Currently, US marijuana laws prevent farmers from cultivating the very same hemp plant that grows wild throughout the country. Hemp was, in fact, a major crop from the late 1700s to 1937, when the government’s War on Drugs has created a politically incorrect or taboo atmosphere around hemp.
It’s virtually impossible to visually differentiate a hemp plant from a marijuana plant. The differences lie in the plants’ chemistry (hemp has minute concentrations of the psychoactive chemical THC making it useless as a drug, unlike higher THC levels in marijuana that can get you high). Lack of visual identifying markers is the reason hemp is lumped in with the Schedule I drug classification that applies to marijuana.

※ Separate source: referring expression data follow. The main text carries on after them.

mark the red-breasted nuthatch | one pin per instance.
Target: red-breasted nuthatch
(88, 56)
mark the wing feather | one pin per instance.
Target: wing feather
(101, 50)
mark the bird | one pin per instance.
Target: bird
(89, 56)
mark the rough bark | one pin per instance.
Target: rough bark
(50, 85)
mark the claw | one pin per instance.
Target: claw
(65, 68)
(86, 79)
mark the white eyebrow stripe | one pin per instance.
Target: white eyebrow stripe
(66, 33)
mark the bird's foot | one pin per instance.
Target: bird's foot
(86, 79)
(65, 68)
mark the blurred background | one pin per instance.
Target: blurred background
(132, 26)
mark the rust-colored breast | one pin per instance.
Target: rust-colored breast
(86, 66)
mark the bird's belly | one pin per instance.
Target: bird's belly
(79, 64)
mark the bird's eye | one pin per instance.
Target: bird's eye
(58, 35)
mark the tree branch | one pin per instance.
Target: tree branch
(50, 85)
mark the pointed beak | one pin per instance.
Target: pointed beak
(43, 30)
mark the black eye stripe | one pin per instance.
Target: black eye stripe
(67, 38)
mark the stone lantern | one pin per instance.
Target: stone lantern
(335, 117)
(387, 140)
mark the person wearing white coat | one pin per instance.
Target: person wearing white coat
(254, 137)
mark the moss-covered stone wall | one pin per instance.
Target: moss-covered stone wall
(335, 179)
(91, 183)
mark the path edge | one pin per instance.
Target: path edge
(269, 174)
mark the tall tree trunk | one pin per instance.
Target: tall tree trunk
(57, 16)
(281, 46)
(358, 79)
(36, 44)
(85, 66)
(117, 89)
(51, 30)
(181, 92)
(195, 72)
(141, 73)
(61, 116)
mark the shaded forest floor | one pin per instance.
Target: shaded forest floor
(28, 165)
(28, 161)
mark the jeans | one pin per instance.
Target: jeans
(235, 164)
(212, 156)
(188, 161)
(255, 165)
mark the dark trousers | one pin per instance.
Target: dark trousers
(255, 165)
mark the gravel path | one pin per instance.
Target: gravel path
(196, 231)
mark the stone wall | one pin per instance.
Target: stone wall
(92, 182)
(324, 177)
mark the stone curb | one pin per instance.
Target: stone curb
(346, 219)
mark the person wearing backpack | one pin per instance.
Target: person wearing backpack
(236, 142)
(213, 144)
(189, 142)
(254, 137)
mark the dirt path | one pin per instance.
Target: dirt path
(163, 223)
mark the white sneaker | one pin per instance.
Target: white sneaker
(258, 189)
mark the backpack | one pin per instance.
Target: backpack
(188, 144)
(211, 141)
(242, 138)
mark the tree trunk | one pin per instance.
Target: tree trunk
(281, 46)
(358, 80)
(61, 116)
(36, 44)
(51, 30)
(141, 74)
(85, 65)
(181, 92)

The last decade has seen a resurgence of interest in the plant and it is becoming widely promoted as “the crop of the future” due to its many uses and ease of growing.
Senate Majority Leader Mitch McConnell (R-KY) is in favor of a bill that would remove hemp from the federal government’s schedule of controlled substances. The measure has bipartisan support.
Senator Paul, meanwhile, submitted a measure that would include protection for banks that work with hemp-growing businesses.
Removing hemp from the federal controlled-substances list (that does not discriminate between marijuana and hemp, and includes hard drugs like cocaine and heroin) would mean that cultivators would no longer need a federal permit, but states’ hemp production programs would remain under the jurisdiction of the federal Agriculture Department.